第23章 不知道(2/2)
“伤了。手掌侧面缝了六针。听说当时满地碎玻璃,寧维尔那一巴掌把她推进了玻璃碴子里——你知道吗,她那只手是投了巨额保险的。上千万元的保额。”
王漫云把茶盏端起来抿了一口,语气里带上了一种很微妙的东西。
“寧维尔现在面临巨额赔偿,老顾不打算替她出。寧丽媚自己的黑卡都停了,更拿不出这笔钱。”
她们母女俩这么多年拿的钱看来都得吐出来了。
吴太太微微一怔,隨即用一种“这才像你”的眼神看她。
王漫云没接这个眼神,但嘴角的弧度微微加深了一点。
“所以也不算完全没有好消息。”王漫云把茶盏放下,杯底磕在紫檀木上发出一声极轻的闷响。
“她寧丽媚母女俩囂张了二十三年,到头来她女儿一巴掌把自己扇进了赔偿官司,想想也真是讽刺。”
吴太太端起茶壶给两人续上茶,水流声在安静的茶舍里格外清晰。
“不过你刚才说朱莉——这个朱莉,比寧丽媚难对付多了吧?”
“寧丽媚那时候好歹是偷偷摸摸的。她再怎么受宠,老顾也不会把她带到正式场合去——名不正言不顺,带出去丟人。”
王漫云靠进椅背里,手指在茶杯边缘慢慢画著圈,
“朱莉不一样。她是知名画家,人家跟老顾是『忘年交』。老顾去她的画展,叫文化消费,叫企业家支持艺术。谁能说半个不字?”
她顿了一下,低头看著杯里碧绿的茶汤,声音低了几分,
“以前寧丽媚在的时候,老顾每年在我这儿的天数虽然不多,但好歹是固定的。现在呢?
朱莉伤了手,老顾天天在医院陪著。我上次去振兴医疗中心找他签字,他在走廊里打电话,语气轻快得像个二十几岁的毛头小子。
我站在走廊拐角听了五分钟,他都没发现我。

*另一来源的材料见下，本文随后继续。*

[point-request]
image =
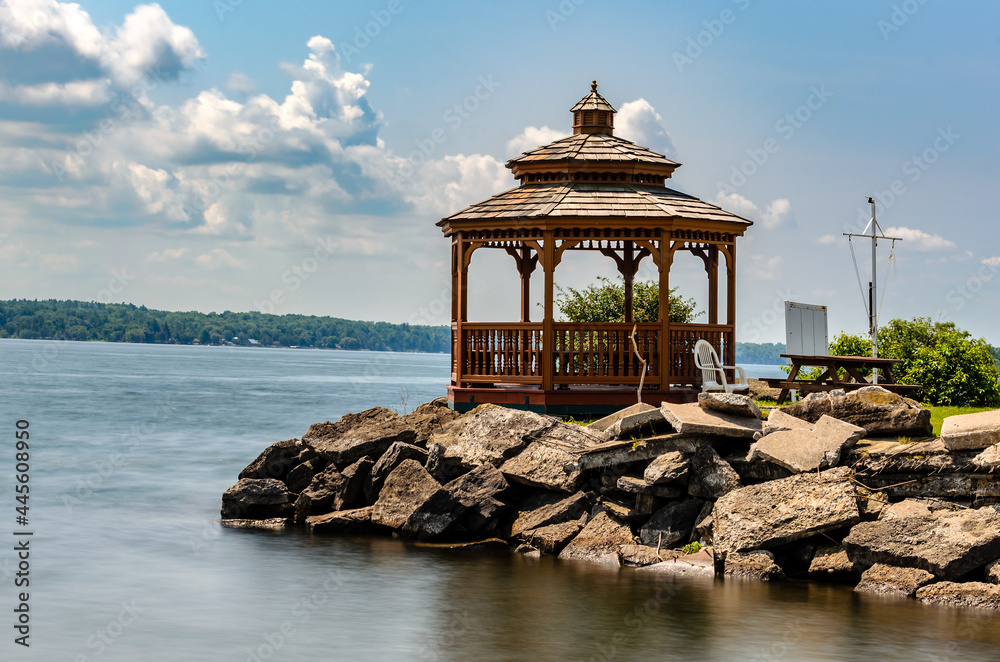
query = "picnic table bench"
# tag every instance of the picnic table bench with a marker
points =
(830, 378)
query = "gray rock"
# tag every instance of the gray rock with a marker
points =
(802, 451)
(671, 524)
(477, 496)
(637, 556)
(342, 522)
(968, 594)
(275, 461)
(599, 541)
(444, 469)
(893, 580)
(552, 538)
(771, 514)
(690, 419)
(637, 420)
(390, 459)
(404, 491)
(256, 498)
(993, 572)
(779, 420)
(490, 434)
(711, 476)
(758, 564)
(300, 477)
(878, 411)
(273, 524)
(945, 543)
(549, 509)
(667, 468)
(989, 458)
(730, 403)
(971, 431)
(636, 485)
(365, 434)
(830, 563)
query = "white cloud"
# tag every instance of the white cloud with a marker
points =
(922, 240)
(167, 254)
(217, 258)
(639, 122)
(777, 214)
(531, 138)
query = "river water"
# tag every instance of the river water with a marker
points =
(133, 445)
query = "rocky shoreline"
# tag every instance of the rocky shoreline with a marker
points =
(840, 487)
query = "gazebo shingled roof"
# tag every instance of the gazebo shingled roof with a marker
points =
(598, 192)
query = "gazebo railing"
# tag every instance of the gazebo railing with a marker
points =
(586, 354)
(499, 352)
(602, 353)
(682, 340)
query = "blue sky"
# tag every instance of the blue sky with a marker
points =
(236, 155)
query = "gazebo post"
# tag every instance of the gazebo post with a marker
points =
(548, 328)
(666, 258)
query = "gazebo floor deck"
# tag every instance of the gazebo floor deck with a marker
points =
(579, 401)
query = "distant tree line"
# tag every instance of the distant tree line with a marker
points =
(81, 320)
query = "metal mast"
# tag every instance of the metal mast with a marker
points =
(871, 305)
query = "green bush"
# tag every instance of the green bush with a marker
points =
(604, 301)
(953, 368)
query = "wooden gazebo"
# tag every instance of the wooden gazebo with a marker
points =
(597, 192)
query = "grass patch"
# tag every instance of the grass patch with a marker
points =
(938, 414)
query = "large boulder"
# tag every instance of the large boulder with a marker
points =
(342, 522)
(365, 434)
(546, 509)
(711, 476)
(945, 543)
(667, 468)
(967, 594)
(391, 458)
(971, 431)
(880, 412)
(490, 434)
(275, 461)
(599, 541)
(407, 488)
(758, 564)
(671, 524)
(551, 461)
(770, 514)
(730, 403)
(690, 419)
(893, 580)
(635, 420)
(256, 498)
(800, 450)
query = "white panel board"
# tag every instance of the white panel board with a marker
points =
(805, 329)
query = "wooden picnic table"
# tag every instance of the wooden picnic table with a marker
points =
(830, 378)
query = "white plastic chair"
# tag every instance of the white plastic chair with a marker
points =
(713, 373)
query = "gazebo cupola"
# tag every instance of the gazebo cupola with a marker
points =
(591, 191)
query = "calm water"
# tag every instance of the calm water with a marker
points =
(133, 445)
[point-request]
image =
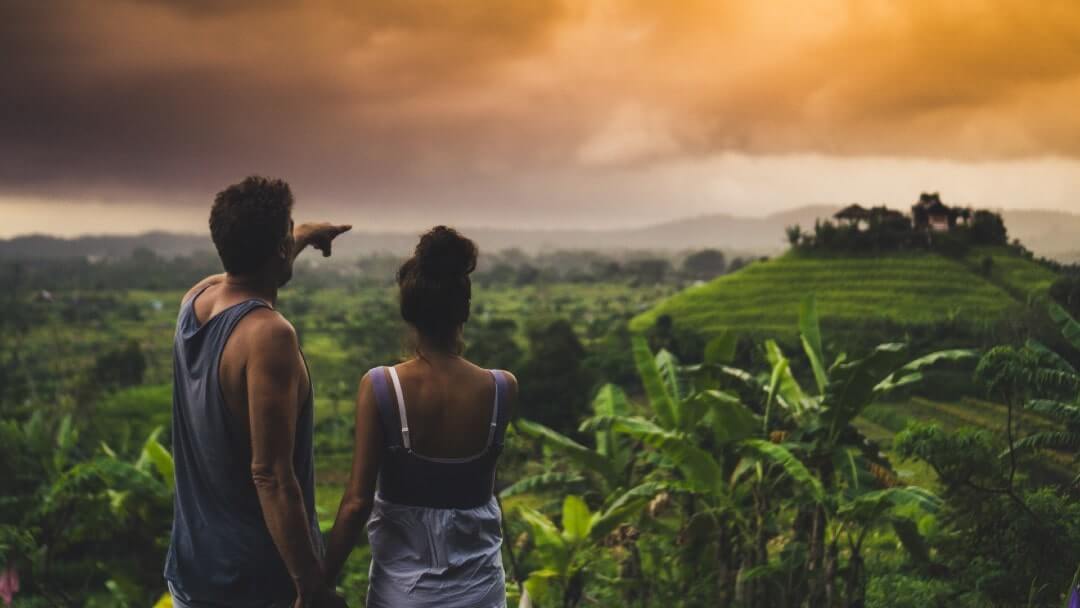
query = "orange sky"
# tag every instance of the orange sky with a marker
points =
(122, 116)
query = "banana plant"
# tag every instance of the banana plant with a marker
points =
(603, 470)
(819, 426)
(1057, 383)
(563, 552)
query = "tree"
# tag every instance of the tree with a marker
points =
(120, 367)
(794, 234)
(704, 265)
(553, 372)
(490, 343)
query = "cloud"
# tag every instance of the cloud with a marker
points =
(453, 102)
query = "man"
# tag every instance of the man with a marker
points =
(244, 530)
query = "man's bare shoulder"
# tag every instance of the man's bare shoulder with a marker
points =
(266, 328)
(212, 280)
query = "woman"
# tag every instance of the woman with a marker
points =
(430, 430)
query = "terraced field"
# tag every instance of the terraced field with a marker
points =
(881, 421)
(907, 289)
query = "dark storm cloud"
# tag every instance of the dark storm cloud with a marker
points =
(186, 96)
(454, 102)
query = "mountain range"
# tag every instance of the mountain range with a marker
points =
(1049, 233)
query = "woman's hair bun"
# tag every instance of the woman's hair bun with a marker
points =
(444, 253)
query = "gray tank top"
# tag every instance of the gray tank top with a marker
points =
(221, 552)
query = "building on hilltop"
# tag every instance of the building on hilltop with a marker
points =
(853, 214)
(930, 213)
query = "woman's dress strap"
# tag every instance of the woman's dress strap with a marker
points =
(388, 417)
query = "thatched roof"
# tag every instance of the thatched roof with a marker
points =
(852, 213)
(932, 204)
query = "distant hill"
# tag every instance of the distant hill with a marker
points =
(1050, 233)
(909, 289)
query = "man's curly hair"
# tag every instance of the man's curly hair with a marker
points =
(248, 221)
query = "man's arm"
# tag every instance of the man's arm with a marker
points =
(359, 495)
(273, 383)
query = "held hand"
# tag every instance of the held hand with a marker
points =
(323, 598)
(319, 235)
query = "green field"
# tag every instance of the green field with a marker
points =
(906, 289)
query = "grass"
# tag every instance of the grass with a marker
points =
(908, 289)
(880, 421)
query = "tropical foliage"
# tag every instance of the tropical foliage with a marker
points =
(763, 491)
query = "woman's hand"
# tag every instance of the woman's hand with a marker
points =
(325, 597)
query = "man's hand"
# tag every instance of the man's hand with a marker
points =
(323, 598)
(319, 235)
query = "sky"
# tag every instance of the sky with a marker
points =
(123, 116)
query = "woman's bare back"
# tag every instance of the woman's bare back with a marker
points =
(448, 405)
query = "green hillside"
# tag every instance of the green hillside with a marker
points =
(909, 288)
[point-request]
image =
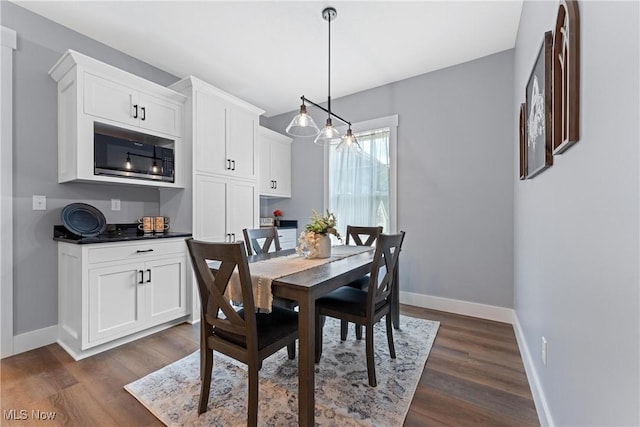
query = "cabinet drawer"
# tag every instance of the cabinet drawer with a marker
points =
(133, 251)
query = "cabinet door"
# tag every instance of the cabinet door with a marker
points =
(115, 301)
(210, 209)
(280, 157)
(242, 209)
(110, 100)
(209, 151)
(160, 115)
(241, 142)
(166, 292)
(265, 180)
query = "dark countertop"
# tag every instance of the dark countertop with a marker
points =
(114, 233)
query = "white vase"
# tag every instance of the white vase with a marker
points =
(324, 246)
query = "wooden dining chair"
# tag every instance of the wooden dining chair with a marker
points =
(361, 236)
(253, 235)
(242, 334)
(366, 307)
(270, 235)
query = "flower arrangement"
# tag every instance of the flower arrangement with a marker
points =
(315, 232)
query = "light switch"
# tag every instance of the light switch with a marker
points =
(39, 203)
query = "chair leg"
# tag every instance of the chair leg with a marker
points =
(319, 330)
(371, 367)
(205, 382)
(344, 328)
(392, 348)
(291, 350)
(252, 403)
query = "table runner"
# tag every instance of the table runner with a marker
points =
(264, 272)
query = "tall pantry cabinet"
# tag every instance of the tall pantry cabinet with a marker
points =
(222, 197)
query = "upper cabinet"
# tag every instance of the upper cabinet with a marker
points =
(224, 130)
(275, 163)
(97, 98)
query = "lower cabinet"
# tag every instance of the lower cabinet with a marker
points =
(111, 293)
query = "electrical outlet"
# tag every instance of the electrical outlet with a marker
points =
(39, 203)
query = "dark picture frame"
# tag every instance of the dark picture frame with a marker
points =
(566, 76)
(538, 103)
(523, 141)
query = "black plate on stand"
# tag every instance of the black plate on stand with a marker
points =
(83, 219)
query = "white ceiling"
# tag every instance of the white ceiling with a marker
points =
(270, 53)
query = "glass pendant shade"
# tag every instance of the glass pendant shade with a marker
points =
(349, 142)
(328, 135)
(303, 124)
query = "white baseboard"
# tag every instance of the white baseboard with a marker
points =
(465, 308)
(542, 408)
(35, 339)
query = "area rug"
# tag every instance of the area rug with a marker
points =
(343, 396)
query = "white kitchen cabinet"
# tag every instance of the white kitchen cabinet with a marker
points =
(223, 208)
(112, 293)
(93, 95)
(115, 101)
(275, 163)
(224, 129)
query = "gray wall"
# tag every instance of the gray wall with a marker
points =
(40, 44)
(455, 176)
(577, 236)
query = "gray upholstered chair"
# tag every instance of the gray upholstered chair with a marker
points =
(366, 307)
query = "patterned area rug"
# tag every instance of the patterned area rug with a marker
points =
(343, 396)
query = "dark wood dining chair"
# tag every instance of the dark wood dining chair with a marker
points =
(270, 235)
(253, 235)
(366, 307)
(244, 335)
(360, 236)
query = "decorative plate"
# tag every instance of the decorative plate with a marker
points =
(83, 219)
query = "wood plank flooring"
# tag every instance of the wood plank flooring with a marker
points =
(474, 377)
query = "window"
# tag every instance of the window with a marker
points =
(360, 187)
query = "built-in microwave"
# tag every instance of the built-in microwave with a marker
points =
(133, 155)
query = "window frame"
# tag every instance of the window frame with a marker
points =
(390, 122)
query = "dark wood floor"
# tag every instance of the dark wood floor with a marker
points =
(474, 376)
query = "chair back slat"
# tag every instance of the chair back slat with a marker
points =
(383, 268)
(212, 285)
(357, 233)
(253, 235)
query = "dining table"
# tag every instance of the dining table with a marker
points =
(305, 287)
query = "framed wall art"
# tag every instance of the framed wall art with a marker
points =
(566, 76)
(523, 141)
(539, 155)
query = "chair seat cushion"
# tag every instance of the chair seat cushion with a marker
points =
(347, 300)
(361, 283)
(271, 327)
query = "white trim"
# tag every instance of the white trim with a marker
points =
(35, 339)
(390, 122)
(465, 308)
(8, 43)
(542, 407)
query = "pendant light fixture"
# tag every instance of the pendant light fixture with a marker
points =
(303, 124)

”
吴太太沉默了一会儿。茶舍外面有鸟在榕树上叫,叫声脆生生的,衬得室內的沉默更加厚重。
“那你打算怎么办?”
“我?”王漫云微微侧头,眼睛看著窗外那棵大叶榕的树干,上面爬满了青苔,绿得发黑。
她脸上没有特別的表情,就像那树干上的青苔,覆盖了一层又一层,最下面那一层是什么顏色,早就没人记得了,
“我从来没打算过。从嫁给顾振兴那天起,我就知道他不是只有我一个。
苏婉寧在前面蹚过那条路,寧丽媚在我旁边打了二十三年的擂台,现在轮到朱莉了她们来来去去,只有我坐在顾太太的位置上。
以前是寧丽媚让我觉得这个位置没那么难坐——因为最难的事是看她风光。
现在她不风光了,我反而不知道该怎么坐这个位置了。”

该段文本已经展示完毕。